Here do we really want to recommend adding options to
postgresql.auto.conf?  This depends a lot on the solution integration
so I think that this hint could actually confuse some users because it
implies that they kind of *have* to do so, which is not correct.  I
would recommend to be a bit more generic and just use "and add
necessary recovery configuration".

> +        "If you are not restoring from a backup, try removing the file \"%s/backup_label\".\n"
> +        "Be careful: removing \"%s/backup_label\" will result in a corrupt cluster if restoring from a backup.",

Fine for these two ones.

> +        DataDir, DataDir, DataDir, DataDir)));

:)
--
Michael

Attachment

Re: Add exclusive backup deprecation notes to documentation

From
Magnus Hagander
Date:
On Thu, Mar 7, 2019 at 5:35 PM Michael Paquier <michael@paquier.xyz> wrote:
On Thu, Mar 07, 2019 at 11:33:20AM +0200, David Steele wrote:
> OK, here's a new version that splits the deprecation notes from the
> discussion of risks.  I also fixed the indentation.

The documentation part looks fine to me.  Just one nit regarding the
error hint.

> -     errhint("If you are not restoring from a backup, try removing the file \"%s/backup_label\".", DataDir)));
> +     errhint("If you are restoring from a backup, touch \"%s/recovery.signal\" and add recovery options to \"%s/postgresql.auto.conf\".\n"

Here do we really want to recommend adding options to
postgresql.auto.conf?  This depends a lot on the solution integration
so I think that this hint could actually confuse some users because it
implies that they kind of *have* to do so, which is not correct.  I
would recommend to be a bit more generic and just use "and add
necessary recovery configuration".

Agreed, I think we should never tell people to "add recovery options to postgresql.auto.conf". Becuase they should never do that manually. If we want to suggest people use postgresql.auto.conf surely they should be using ALTER SYSTEM SET. Which of course doesn't work in this case, since postgrsql isn't running yet.

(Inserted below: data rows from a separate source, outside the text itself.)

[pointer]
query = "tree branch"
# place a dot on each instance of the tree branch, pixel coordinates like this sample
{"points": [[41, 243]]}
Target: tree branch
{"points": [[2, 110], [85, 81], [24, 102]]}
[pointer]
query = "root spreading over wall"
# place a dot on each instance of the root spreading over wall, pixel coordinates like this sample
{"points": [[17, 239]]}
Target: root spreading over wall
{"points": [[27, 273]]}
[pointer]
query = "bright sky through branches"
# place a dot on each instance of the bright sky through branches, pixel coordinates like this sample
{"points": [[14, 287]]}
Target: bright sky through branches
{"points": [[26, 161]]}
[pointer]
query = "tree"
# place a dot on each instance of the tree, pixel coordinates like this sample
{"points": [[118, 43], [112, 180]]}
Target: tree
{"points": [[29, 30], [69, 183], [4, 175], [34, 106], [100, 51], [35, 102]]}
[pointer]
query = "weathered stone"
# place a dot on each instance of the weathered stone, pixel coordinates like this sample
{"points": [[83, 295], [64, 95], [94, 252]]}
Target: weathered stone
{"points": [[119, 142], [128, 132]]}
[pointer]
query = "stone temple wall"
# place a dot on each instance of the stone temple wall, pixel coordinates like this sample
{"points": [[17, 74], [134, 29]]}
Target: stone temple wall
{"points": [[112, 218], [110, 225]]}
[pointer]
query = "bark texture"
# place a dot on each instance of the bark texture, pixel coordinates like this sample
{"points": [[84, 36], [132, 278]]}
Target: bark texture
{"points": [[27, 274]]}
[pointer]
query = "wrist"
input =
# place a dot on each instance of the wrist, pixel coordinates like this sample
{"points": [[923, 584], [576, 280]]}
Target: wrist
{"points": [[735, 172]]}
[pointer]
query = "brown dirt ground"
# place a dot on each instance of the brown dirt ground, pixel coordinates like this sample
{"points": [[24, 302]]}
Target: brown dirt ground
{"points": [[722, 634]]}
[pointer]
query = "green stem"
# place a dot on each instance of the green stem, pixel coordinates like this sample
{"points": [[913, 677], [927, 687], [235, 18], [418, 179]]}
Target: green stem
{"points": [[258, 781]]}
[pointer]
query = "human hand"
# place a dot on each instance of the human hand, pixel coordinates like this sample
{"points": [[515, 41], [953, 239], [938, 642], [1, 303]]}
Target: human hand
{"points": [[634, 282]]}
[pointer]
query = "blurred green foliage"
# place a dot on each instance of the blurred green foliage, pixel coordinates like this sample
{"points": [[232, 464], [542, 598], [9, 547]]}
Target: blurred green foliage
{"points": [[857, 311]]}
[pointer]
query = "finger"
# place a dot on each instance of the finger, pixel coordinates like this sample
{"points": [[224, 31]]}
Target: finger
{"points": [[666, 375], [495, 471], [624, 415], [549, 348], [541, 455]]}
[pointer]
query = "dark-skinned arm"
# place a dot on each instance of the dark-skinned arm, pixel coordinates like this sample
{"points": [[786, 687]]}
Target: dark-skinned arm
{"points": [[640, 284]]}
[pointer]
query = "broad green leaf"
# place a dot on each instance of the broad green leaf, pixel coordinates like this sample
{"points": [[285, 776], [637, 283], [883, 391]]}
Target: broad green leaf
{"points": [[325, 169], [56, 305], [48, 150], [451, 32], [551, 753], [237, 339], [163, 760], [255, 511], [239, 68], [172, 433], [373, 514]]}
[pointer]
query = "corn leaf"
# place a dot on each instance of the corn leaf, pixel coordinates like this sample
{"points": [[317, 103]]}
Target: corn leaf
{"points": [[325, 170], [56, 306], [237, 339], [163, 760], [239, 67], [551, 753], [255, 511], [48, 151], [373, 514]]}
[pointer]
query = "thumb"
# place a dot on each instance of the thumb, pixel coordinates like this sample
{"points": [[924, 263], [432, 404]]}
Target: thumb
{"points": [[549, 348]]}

So yeah either that, or say "add to postgresql.conf" without the auto?

--

Re: Add exclusive backup deprecation notes to documentation

From
Peter Eisentraut
Date:
On 2019-03-07 10:33, David Steele wrote:
> On 3/1/19 3:14 PM, Laurenz Albe wrote:
>> Magnus Hagander wrote:
>>> Maybe have the first note say "This method is deprecated bceause it has serious
>>> risks (see bellow)" and then list the actual risks at the end?
>>
>> Good idea.  That may attract the attention of the dogs among the readers.
> 
> OK, here's a new version that splits the deprecation notes from the 
> discussion of risks.  I also fixed the indentation.

The documentation changes appear to continue the theme from the other
thread that the exclusive backup mode is terrible and everyone should
feel bad about it.  I don't think there is consensus about that.

I do welcome a more precise description of the handling of backup_label
and a better hint in the error message.  I think we haven't gotten to
the final shape there yet, especially for the latter.  I suggest to
focus on that.

The other changes repeat points already made in nearby documentation.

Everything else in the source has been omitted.